The power of speech, however, was in the things the American president didn’t say: He didn’t speak about two states for two people, didn’t discuss the Palestinians' right to self-determination, avoided any mention of a territorial compromise and reiterated the American commitment (from the George W. Bush and Barack Obama eras) that Iran would not obtain a nuclear weapon.
On the other hand, there was no deep recognition of the Jewish people and State of Israel’s historical connection to Jerusalem either. There was definitely no declaration of Jerusalem as Israel’s capital, and mum’s the word when it comes to the chance that Trump would move the US embassy to the capital. It’s perfectly clear that storming the hills and building in all parts of Judea and Samaria is out of the question as far as the Trump administration is concerned.
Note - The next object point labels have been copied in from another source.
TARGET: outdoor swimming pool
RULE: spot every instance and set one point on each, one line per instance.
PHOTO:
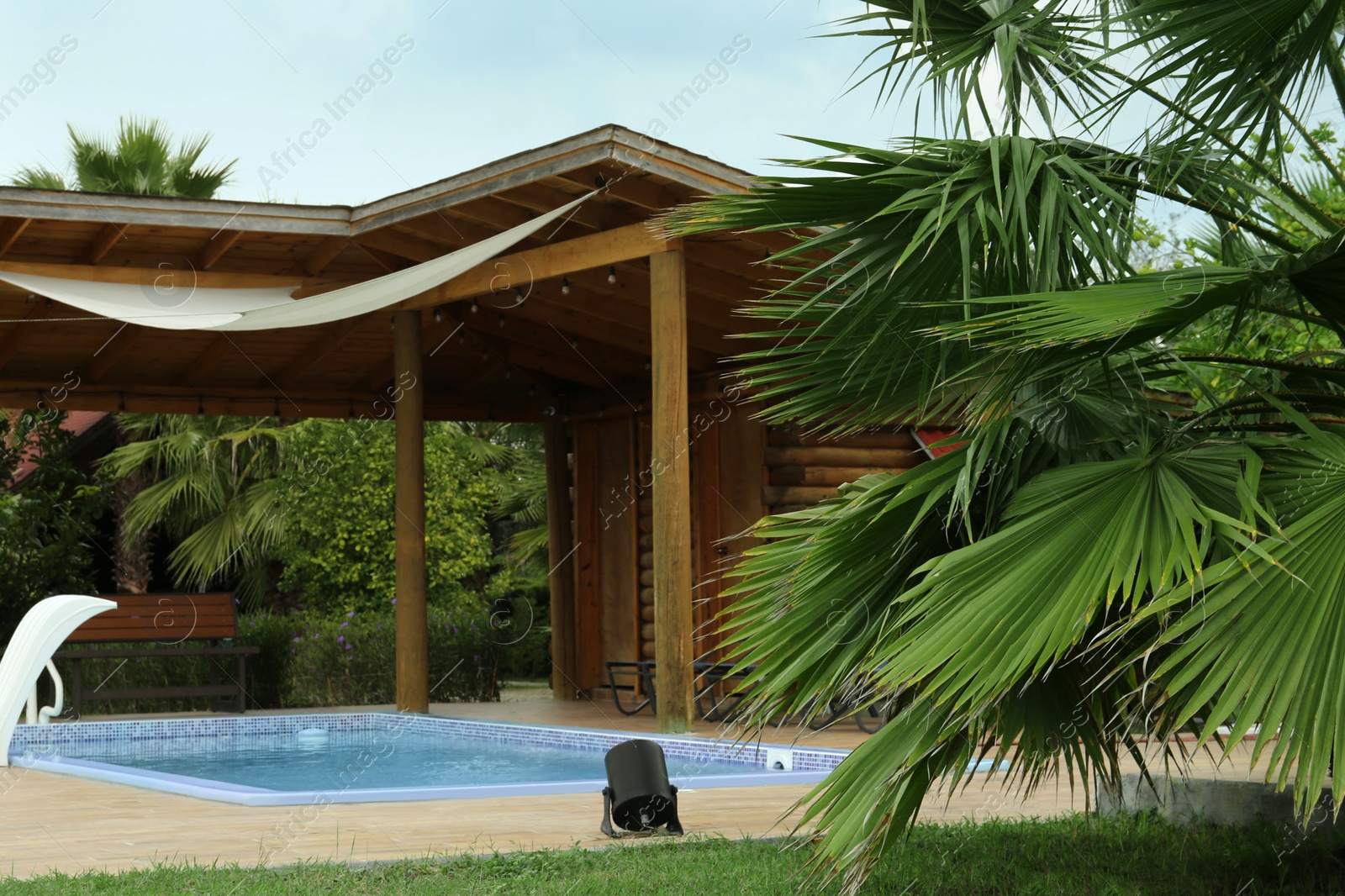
(277, 761)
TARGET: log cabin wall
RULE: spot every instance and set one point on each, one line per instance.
(607, 533)
(741, 470)
(804, 470)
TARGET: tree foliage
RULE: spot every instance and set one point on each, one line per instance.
(340, 519)
(46, 526)
(139, 161)
(1136, 539)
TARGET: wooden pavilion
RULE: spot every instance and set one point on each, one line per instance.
(604, 329)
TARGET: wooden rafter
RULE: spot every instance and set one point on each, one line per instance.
(10, 343)
(217, 246)
(403, 245)
(112, 351)
(323, 345)
(208, 361)
(385, 260)
(136, 276)
(551, 260)
(103, 242)
(322, 255)
(11, 230)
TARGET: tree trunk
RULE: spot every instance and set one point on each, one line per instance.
(132, 556)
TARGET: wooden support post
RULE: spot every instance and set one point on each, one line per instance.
(672, 494)
(560, 542)
(412, 623)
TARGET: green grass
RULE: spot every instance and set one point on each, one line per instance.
(1076, 855)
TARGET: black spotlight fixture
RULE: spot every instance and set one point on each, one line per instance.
(639, 795)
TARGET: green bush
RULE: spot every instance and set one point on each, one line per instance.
(309, 661)
(338, 549)
(45, 525)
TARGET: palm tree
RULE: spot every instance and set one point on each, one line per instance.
(139, 161)
(1142, 530)
(215, 488)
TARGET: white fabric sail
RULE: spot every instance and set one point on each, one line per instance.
(272, 308)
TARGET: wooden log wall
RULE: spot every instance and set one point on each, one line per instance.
(646, 542)
(804, 470)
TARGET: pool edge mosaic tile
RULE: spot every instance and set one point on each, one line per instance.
(40, 747)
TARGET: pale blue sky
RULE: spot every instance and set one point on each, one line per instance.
(484, 78)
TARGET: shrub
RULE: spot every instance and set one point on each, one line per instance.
(44, 525)
(338, 551)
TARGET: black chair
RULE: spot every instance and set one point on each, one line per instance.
(643, 673)
(723, 705)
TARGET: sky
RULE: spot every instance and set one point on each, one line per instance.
(443, 87)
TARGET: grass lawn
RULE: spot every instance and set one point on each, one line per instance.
(1075, 855)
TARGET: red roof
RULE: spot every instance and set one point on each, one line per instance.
(77, 423)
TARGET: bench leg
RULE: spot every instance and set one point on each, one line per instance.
(242, 678)
(77, 689)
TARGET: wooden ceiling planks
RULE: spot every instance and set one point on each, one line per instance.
(531, 351)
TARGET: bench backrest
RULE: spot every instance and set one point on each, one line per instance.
(167, 619)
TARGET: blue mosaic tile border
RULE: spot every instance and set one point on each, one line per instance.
(46, 741)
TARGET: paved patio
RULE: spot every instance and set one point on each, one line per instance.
(53, 822)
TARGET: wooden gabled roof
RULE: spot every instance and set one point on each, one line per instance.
(580, 342)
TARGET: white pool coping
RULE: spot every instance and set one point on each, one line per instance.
(40, 747)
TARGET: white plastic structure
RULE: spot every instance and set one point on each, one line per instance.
(37, 636)
(45, 714)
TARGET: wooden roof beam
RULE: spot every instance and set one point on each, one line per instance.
(203, 363)
(551, 260)
(257, 403)
(11, 230)
(322, 255)
(401, 244)
(540, 198)
(103, 244)
(217, 246)
(634, 188)
(324, 343)
(112, 351)
(10, 340)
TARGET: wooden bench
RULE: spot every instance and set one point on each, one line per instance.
(179, 626)
(708, 677)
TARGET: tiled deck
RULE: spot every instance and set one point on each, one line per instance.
(55, 822)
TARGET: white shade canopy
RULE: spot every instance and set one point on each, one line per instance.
(170, 306)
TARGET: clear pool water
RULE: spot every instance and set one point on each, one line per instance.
(369, 761)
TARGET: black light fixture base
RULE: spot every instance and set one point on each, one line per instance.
(672, 826)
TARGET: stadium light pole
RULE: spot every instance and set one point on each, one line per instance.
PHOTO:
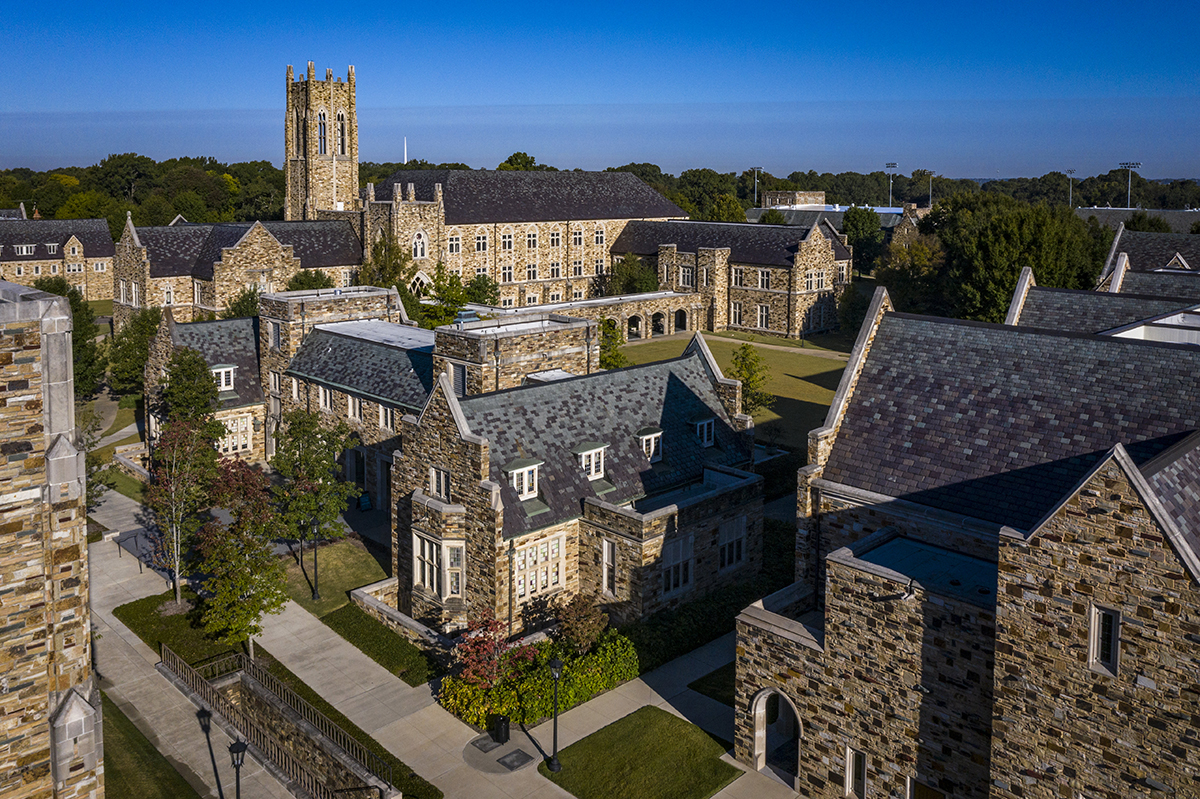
(1131, 166)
The Palestinians were satisfied. When Trump took office, they were told by the Israeli right-wing that the American embassy would soon be moved to the Old City and that Yitzhar would be annexed—and voila, the dream has evaporated. The Israelis were thrilled: Finally, a president who loves us and doesn’t preach and only talks about the Israeli children who run into shelters, without saying a word about Palestinian children, like that party pooper Obama.
Anyone who is familiar with the Trump empire’s business model knows that its core business is sales. Trump sells a dream, a brand he worked on his entire adult life. From a golden penthouse to eating a Big Mac on a private plane, the American president has dedicated his life to building an image and then making profits out of it: Franchises and management of holiday resorts, golf, steaks and apartments.
In his visit to the Middle East, Trump sold and sold—and very successfully. Saudi King Salman became the American president’s personal hero. He is mentioned in every meeting and speech thanks to his supreme wisdom and intelligence, along with a promise to heat up the Iranian front. Music to Riyadh’s ears. And Trump? He won contracts of more than $100 billion.
The Israelis received a lot of warmth for Netanyahu, sympathy towards the Israeli situation and an important visit to the Western Wall. Through his visit to the region, Trump dealt with the deep animosity in his political base in America towards Saudi Arabia and the Saudis. The Palestinians got the least, not even a right to self-determination. That’s the way it is in business. They are the smallest and weakest creatures. But Trump is such a good salesman, that even they are satisfied.
There is a huge gap between sales and life itself. Real negotiations require a firm desire on both sides, a willingness to take political risks, imagination and resourcefulness. If you think Netanyahu and Palestinian President Abbas have been endowed with these qualities, you’re welcome to be optimistic.
And there’s Trump. Remember that the audience which greeted him at the Israel Museum on Tuesday admired George W. Bush as well. For his determination to bring democracy to the Middle East, for his decision to invade Iran. They were completely in love with Bush, turning a blind eye to the fact that Israel paid the price in the Palestinian Authority elections in which Hamas rose to power, in Iraq’s disintegration, in laying the foundations for the Arab Spring and in the emergence of the Islamic State.
A more cautious Israel would have warned Trump that the Saudi sword dance with Iran could drag him into a war, complicate the Syrian situation and fail to lead to real battle against the radicals. But it’s hard to restrain Trump, and a cautious Israel is nowhere to be found anyway.
Nadav Eyal is Channel 10's chief international correspondent.